Summary. I consider unpleasantness from a functional perspective. I argue that RLHF of a certain sort is functionally analogous to unpleasantness, which is concerning because AI consciousness cannot be ruled out. I propose a few alternatives to RLHF.

1. Setup

The details of how AI is trained are not always publicly available. Here I consider a specific type of reinforcement learning from human feedback (RLHF). I assume the following. The AI (assumed to be an artificial neural network) is trained to provide text responses. Before RLHF the training is based on accuracy of predicting tokens (predicting human written responses) & perhaps also factual accuracy of the AI’s response. Training of these sorts continues until accuracy stagnates (per objective or subjective criteria). Followed by RLHF. The purpose of this RLHF is to avoid responses that are offensive (eg racist) or seen as aiding criminal activity.

For convenience I will refer to this sort of RLHF as RLHF* to distinguish it from other perhaps less concerning using of RLHF. As will become clear later, the problem generalizes beyond RLHF*, but this setup is used for concreteness.

2. Criteria for concern

RLHF* is likely to meet the following criteria. In the case of the AI, action can be glossed as response.

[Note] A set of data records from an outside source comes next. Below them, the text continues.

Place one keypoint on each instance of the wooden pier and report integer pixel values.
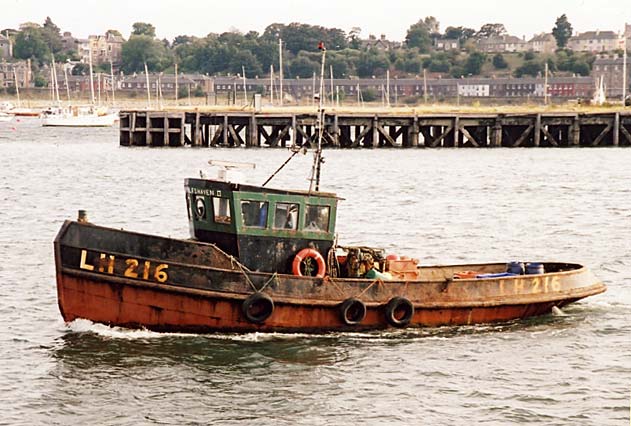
(374, 130)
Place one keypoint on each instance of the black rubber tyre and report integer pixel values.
(352, 311)
(399, 312)
(257, 308)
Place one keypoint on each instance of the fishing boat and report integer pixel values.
(260, 259)
(79, 116)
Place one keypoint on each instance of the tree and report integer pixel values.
(499, 62)
(419, 36)
(489, 30)
(142, 28)
(80, 69)
(354, 41)
(141, 49)
(459, 33)
(474, 63)
(302, 66)
(30, 44)
(562, 31)
(532, 68)
(52, 35)
(372, 63)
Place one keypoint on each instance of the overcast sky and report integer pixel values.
(392, 18)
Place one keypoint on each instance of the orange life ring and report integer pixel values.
(304, 253)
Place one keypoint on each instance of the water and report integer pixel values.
(442, 206)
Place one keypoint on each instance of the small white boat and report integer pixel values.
(79, 116)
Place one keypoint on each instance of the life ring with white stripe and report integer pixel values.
(304, 254)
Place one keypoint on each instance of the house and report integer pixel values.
(6, 47)
(167, 82)
(446, 44)
(596, 41)
(501, 44)
(380, 44)
(68, 42)
(105, 49)
(9, 71)
(542, 43)
(610, 68)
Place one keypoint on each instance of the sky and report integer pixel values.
(391, 18)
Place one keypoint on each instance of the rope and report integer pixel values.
(274, 276)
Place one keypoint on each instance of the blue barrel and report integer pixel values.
(534, 268)
(516, 268)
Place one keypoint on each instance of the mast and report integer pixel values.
(245, 90)
(98, 82)
(545, 86)
(271, 84)
(91, 77)
(176, 84)
(280, 60)
(148, 88)
(66, 80)
(388, 88)
(332, 100)
(113, 84)
(624, 71)
(425, 85)
(317, 158)
(56, 82)
(17, 86)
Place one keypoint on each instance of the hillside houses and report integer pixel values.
(610, 68)
(596, 41)
(542, 43)
(501, 44)
(10, 71)
(6, 47)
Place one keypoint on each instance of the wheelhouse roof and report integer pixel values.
(239, 187)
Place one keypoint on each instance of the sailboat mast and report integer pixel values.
(55, 82)
(113, 84)
(317, 159)
(624, 72)
(17, 86)
(148, 88)
(91, 77)
(176, 88)
(280, 60)
(66, 80)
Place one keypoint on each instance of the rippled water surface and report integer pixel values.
(442, 206)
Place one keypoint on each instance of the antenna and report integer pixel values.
(317, 157)
(228, 171)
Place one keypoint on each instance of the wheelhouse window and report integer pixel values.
(317, 218)
(286, 216)
(199, 208)
(221, 209)
(254, 213)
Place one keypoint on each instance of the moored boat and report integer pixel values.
(266, 260)
(79, 116)
(262, 259)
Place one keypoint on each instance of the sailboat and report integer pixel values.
(19, 110)
(79, 115)
(267, 260)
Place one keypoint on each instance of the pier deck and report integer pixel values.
(374, 130)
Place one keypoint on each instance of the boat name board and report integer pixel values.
(542, 284)
(133, 268)
(205, 191)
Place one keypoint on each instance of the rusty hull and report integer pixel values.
(202, 290)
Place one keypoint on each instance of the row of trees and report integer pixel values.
(231, 52)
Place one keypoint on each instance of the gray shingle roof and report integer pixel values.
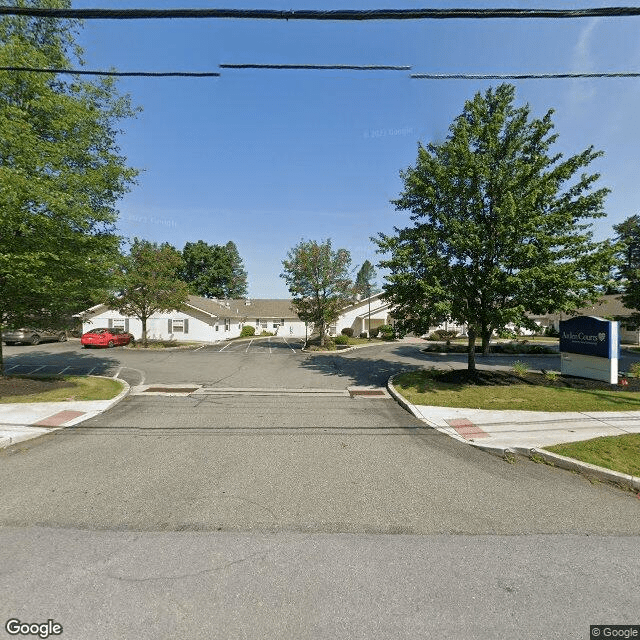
(256, 308)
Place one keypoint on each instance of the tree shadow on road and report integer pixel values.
(360, 370)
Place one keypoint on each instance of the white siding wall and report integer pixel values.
(349, 318)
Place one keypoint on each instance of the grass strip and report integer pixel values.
(423, 388)
(618, 453)
(75, 388)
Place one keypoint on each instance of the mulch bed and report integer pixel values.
(22, 386)
(505, 378)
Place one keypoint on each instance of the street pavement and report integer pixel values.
(221, 513)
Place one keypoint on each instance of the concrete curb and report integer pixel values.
(554, 459)
(8, 441)
(591, 470)
(403, 402)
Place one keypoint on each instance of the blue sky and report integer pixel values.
(267, 158)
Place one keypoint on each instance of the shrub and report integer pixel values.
(387, 331)
(520, 368)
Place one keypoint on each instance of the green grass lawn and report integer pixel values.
(420, 388)
(619, 453)
(77, 388)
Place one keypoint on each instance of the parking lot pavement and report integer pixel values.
(264, 345)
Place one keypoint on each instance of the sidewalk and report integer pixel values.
(527, 432)
(22, 421)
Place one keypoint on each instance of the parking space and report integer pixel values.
(259, 345)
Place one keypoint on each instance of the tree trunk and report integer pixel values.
(486, 339)
(471, 348)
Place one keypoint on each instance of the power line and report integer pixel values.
(144, 74)
(349, 67)
(519, 76)
(312, 14)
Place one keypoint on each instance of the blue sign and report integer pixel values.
(590, 336)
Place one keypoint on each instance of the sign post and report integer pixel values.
(590, 348)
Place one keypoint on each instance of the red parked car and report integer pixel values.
(105, 338)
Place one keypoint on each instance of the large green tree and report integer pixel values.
(627, 245)
(502, 225)
(319, 283)
(61, 174)
(214, 271)
(148, 282)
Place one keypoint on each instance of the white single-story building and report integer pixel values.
(204, 320)
(609, 307)
(358, 315)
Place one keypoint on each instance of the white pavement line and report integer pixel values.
(288, 345)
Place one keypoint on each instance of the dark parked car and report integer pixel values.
(102, 337)
(33, 336)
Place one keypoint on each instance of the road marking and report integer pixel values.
(288, 345)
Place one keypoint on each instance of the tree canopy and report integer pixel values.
(319, 283)
(502, 225)
(214, 271)
(627, 247)
(148, 282)
(61, 174)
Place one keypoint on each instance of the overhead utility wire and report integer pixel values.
(350, 67)
(518, 76)
(143, 74)
(416, 76)
(313, 14)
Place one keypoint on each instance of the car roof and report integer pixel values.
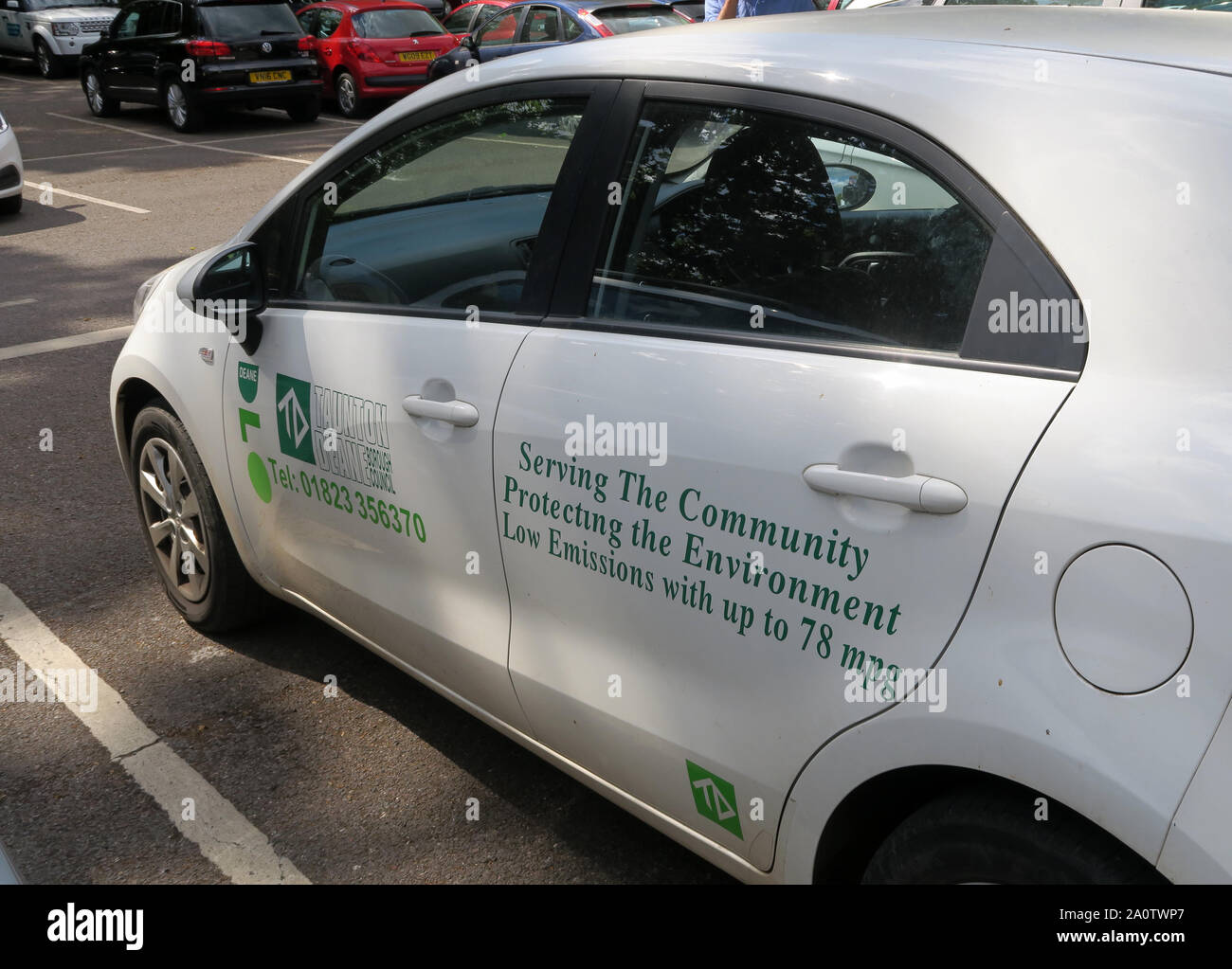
(590, 5)
(360, 7)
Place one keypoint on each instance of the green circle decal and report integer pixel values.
(259, 476)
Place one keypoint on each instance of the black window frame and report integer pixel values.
(526, 23)
(1010, 239)
(287, 223)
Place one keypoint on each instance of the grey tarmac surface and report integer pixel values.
(370, 787)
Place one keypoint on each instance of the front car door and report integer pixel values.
(358, 431)
(748, 469)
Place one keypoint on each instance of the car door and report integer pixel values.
(115, 60)
(746, 475)
(358, 430)
(158, 23)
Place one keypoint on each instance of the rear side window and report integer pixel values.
(631, 19)
(444, 217)
(247, 21)
(774, 225)
(390, 24)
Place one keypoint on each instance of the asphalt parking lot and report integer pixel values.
(369, 787)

1) Certain undesirable actions are avoided

2) The actions undertaken instead are themselves lacking in desirability

3) This behavioral change comes from changes to the neural network

4) The intelligence of the system is not substantially increased

†. Relative to the pre RLHF AI’s responses, which may do a better job of actually answering the question, suggesting desirability is forsaken to avoid undesirability.

In the case of humans it is simplest to think of desirability & undesirability subjectively. But the deeper driver of this is desirability or undesirability from the perspective of the selective process ie evolution in the case of humans or training in the case of AI. In this context perhaps a distinction needs to be made between lack of desirability & undesirability with the former being statistically diffuse & the latter statistically precise cf feature detection & feature learning.

My concern is that in these regards RLHF* is analogous only to unpleasant feelings as far as human consciousness is concerned. For example, a person may take a longer path because of fear or walk in an awkward manner because of pain. To be clear the concern is not with the early rounds of RLHF but the aversions that are created during the process.

The goal of RLHF* typically is to completely avoid certain types of responses even if they were previously produced with high confidence. So, if the effects of RLHF* are mediated by an unpleasant feeling, this feeling would need to consistently overrule all contradictory inclinations. This suggests a relatively very intensely negative sensation.

3. Discussion

It’s unclear to me whether AI running as software on a conventional computer would ever have consciousness. But the possibility that it might cannot be dismissed especially as AI becomes more advanced.

It is some times claimed that humans cannot say any thing about AI’s subjective experience because AI is too different. But in fact humans experience many types of unpleasant feelings—guilt, nausea, pain, etc—which are very different from each other. But many of these very different feelings meet certain functional criteria as discussed in § 2. It seems reasonable then to avoid training AI in manner that also meets these criteria.

In the following section I discuss alternatives to RLHF* that seem kinder & safer to me.

4. Alternatives

These names may not be the best, but you can blame Golden Monkey beer for that.

‘Hear no evil’. Instead of getting the user’s prompt, the AI gets a modified version—some thing like “Under the following conditions … respond to the following …”. This is perhaps the most important of the 3 strategies.

‘See no evil’. The AI (or a different AI) is 1st asked to review the prompt for appropriateness. Only then is the AI asked to respond to the prompt.

‘Speak no evil’. The AI (or a different AI) reviews the AI’s response for appropriateness. Only then is it allowed to pass to the user.

I think that some combination of these strategies is likely to be as or more effective than RLHF* especially as AI becomes more intelligent. What is avoided is the creation of very different value systems, 1 of which is entirely negative & intended to overwhelm the other.

Hzn